Q: How long will it take for Arizona to bounce back from the damaging tourism decline in 2020?
Wise: This is a difficult question, and time will tell. It will likely happen in different phases across the state based on a destination’s capacity to welcome back tourists. You could say we are seeing a bounce back already in parts of the Valley. For instance, it was reported in the news that there are now more restaurants open in Phoenix than pre-pandemic. The number of people passing through airport security to board flights has significantly increased since this time last year, looking at daily TSA passenger figures. We are still not at 2019 numbers, but increases over the past few months are certainly evident.

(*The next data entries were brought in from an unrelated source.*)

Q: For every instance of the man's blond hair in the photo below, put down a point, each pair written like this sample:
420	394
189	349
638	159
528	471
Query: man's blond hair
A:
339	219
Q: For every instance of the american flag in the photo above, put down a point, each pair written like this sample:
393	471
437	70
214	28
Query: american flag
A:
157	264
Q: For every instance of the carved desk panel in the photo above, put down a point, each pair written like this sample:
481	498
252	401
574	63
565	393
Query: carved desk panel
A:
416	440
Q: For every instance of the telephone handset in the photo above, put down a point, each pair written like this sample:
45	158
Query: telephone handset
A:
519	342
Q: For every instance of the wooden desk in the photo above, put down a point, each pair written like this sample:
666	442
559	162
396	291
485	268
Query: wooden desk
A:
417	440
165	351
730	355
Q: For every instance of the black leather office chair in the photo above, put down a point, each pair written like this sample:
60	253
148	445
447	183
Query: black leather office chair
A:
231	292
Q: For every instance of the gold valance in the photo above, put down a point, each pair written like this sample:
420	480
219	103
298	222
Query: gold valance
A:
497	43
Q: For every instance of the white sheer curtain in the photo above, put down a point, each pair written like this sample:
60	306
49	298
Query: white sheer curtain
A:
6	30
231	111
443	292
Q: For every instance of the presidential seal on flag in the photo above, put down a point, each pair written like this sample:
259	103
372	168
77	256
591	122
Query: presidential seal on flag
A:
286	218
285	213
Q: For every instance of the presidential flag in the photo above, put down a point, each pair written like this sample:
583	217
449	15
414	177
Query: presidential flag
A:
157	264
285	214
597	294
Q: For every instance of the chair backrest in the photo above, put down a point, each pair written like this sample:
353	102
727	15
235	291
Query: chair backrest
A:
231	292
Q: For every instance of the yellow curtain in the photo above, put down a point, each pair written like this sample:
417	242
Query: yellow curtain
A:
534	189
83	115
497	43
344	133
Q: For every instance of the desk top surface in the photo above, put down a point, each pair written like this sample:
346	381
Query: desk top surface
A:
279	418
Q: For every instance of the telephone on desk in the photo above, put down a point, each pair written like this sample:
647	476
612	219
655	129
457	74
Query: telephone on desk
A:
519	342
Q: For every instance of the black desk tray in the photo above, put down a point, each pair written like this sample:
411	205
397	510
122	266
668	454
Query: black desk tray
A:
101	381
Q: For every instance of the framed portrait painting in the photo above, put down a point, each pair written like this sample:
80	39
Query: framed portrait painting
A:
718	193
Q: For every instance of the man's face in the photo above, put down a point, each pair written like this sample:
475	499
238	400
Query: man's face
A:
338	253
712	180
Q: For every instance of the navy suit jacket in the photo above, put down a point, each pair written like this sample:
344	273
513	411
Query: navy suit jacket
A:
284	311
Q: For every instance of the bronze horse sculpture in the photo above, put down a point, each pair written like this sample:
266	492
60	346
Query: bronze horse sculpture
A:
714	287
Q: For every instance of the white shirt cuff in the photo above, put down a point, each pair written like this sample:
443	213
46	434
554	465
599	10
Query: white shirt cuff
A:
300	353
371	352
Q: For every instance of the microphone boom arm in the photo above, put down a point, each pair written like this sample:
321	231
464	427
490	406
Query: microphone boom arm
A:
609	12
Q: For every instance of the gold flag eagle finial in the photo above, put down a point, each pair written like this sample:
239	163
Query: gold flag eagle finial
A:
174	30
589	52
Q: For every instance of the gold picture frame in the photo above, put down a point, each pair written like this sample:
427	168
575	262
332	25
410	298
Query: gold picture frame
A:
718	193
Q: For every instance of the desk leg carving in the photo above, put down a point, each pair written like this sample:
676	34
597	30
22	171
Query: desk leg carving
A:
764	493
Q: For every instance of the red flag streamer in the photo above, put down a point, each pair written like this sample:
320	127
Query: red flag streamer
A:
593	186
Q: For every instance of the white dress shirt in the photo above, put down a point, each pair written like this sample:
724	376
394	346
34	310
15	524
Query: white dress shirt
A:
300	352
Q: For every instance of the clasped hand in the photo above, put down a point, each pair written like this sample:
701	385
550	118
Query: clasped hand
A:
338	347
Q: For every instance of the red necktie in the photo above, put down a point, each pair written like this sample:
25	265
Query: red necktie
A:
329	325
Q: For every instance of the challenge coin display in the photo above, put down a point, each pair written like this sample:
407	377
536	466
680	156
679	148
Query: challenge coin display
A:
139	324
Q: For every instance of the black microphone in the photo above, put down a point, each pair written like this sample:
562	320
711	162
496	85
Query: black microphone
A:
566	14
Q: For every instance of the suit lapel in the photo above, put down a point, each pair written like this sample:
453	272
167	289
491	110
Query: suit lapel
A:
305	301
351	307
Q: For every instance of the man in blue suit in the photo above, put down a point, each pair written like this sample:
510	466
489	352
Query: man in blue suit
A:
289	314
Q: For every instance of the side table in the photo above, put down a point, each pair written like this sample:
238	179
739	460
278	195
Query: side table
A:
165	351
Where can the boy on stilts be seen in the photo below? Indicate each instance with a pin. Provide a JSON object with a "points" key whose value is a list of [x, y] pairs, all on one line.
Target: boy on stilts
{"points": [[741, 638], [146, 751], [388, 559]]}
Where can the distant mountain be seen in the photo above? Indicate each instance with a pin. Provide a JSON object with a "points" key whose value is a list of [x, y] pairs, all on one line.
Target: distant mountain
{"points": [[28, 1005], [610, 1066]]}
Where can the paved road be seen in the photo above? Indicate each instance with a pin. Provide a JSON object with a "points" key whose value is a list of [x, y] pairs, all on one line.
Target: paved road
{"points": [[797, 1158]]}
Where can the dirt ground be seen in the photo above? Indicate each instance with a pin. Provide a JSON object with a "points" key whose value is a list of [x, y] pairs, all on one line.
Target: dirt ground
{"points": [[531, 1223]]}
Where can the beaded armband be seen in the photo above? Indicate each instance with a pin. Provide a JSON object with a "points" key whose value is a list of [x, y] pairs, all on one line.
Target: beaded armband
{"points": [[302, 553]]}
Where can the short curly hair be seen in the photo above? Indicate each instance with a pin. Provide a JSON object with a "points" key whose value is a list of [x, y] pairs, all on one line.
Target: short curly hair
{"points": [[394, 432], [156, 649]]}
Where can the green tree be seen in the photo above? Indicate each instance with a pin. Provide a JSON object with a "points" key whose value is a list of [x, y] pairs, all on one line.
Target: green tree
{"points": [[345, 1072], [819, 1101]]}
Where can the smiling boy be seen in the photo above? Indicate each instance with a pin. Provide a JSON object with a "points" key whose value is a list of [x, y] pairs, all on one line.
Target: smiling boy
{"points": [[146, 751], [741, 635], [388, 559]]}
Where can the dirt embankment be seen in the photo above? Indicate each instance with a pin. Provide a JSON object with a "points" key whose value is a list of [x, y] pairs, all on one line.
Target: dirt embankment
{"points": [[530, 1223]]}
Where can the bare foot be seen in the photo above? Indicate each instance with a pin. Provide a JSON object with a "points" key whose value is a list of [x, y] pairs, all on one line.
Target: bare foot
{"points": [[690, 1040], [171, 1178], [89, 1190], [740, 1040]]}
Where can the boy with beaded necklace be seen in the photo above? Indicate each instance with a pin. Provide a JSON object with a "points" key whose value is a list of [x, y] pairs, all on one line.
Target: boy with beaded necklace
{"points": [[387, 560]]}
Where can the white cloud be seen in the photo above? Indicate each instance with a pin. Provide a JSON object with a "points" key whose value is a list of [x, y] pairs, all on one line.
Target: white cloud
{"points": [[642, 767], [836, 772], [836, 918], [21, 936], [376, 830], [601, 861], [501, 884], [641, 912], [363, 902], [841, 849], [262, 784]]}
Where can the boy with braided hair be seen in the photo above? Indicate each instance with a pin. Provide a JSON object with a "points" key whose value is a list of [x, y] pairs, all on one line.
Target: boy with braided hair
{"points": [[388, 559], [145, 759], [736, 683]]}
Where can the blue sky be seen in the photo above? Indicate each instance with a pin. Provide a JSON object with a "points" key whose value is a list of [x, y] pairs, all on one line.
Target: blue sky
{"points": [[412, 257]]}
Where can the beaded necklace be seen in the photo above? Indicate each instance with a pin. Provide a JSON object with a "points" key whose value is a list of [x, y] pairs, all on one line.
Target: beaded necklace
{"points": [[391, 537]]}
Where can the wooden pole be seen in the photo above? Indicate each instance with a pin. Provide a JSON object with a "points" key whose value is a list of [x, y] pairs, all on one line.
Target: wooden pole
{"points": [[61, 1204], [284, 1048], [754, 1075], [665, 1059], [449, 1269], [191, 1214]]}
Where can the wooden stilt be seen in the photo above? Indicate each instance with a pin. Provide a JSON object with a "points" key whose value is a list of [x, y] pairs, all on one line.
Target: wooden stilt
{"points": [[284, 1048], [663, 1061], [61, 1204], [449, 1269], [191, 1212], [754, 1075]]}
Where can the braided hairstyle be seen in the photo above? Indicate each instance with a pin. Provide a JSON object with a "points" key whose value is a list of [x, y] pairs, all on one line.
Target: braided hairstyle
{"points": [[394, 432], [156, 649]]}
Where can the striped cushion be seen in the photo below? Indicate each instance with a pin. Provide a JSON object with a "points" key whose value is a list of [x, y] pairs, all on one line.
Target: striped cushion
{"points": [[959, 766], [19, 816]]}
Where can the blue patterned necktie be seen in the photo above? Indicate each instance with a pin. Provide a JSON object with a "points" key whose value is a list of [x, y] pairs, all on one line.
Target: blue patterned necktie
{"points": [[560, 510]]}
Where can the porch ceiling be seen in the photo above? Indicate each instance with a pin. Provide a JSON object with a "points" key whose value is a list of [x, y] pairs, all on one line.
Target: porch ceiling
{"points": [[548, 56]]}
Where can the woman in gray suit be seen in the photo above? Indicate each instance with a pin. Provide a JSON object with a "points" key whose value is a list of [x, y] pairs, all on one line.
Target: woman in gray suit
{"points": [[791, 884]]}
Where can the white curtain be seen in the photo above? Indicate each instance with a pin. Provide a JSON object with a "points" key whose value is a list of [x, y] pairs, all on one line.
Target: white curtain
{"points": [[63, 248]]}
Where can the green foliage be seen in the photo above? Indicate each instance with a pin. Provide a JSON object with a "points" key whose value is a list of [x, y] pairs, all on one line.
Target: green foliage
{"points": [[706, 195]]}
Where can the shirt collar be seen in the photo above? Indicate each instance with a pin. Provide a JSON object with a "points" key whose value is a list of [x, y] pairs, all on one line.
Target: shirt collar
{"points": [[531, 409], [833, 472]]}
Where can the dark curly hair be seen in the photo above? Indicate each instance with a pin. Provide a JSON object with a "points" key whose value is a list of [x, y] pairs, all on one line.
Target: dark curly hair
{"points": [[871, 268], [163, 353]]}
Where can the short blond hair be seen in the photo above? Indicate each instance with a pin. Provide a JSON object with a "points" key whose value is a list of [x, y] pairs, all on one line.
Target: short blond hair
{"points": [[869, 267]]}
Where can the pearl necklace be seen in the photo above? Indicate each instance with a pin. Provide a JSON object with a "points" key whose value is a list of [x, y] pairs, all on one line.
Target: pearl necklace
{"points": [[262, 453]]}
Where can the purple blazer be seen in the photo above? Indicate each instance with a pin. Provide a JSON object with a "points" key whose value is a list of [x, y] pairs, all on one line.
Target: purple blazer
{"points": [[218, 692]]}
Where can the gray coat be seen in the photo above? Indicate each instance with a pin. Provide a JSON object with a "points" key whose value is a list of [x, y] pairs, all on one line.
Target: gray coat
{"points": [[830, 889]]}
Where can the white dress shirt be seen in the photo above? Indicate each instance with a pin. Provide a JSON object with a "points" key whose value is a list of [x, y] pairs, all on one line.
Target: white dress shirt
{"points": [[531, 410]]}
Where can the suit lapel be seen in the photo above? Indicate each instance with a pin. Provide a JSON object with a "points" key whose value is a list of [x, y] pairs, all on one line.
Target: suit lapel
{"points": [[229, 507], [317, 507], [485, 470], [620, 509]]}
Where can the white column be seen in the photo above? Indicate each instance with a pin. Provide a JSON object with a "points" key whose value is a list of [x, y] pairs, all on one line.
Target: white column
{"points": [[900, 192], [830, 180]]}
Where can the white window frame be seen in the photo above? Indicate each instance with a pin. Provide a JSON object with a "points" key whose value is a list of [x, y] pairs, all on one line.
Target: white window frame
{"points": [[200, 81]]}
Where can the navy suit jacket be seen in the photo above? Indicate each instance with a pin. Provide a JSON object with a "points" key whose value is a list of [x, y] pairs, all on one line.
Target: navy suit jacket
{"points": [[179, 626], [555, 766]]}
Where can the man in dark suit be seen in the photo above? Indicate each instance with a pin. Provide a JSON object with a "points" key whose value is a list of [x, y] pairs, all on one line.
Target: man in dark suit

There is also a noticeable difference in the amount of people out in the city. It was reported that resorts in Scottsdale are seeing increased demand as people look to go out and travel again, with some resorts reaching 90% capacity over recent weekends. Times of decline are times to really strategize, and we see this with new hotels being constructed during the pandemic. These projects create and maintain jobs in the construction industry, the same with planning new restaurants and fixing up the spaces, as these business owners or investors are planning for the right time to open.
Hoffman: There is every reason to believe that spring 2022 will see tourism numbers back to 2019 levels. This will be welcome to industry participants and will set the stage for future growth trends that match pre-pandemic levels. But any indication that the virus is making a comeback or that vaccines are becoming less effective will stifle growth in this area significantly. But with each passing month, pandemic memories should fade and preferences for travel should reemerge.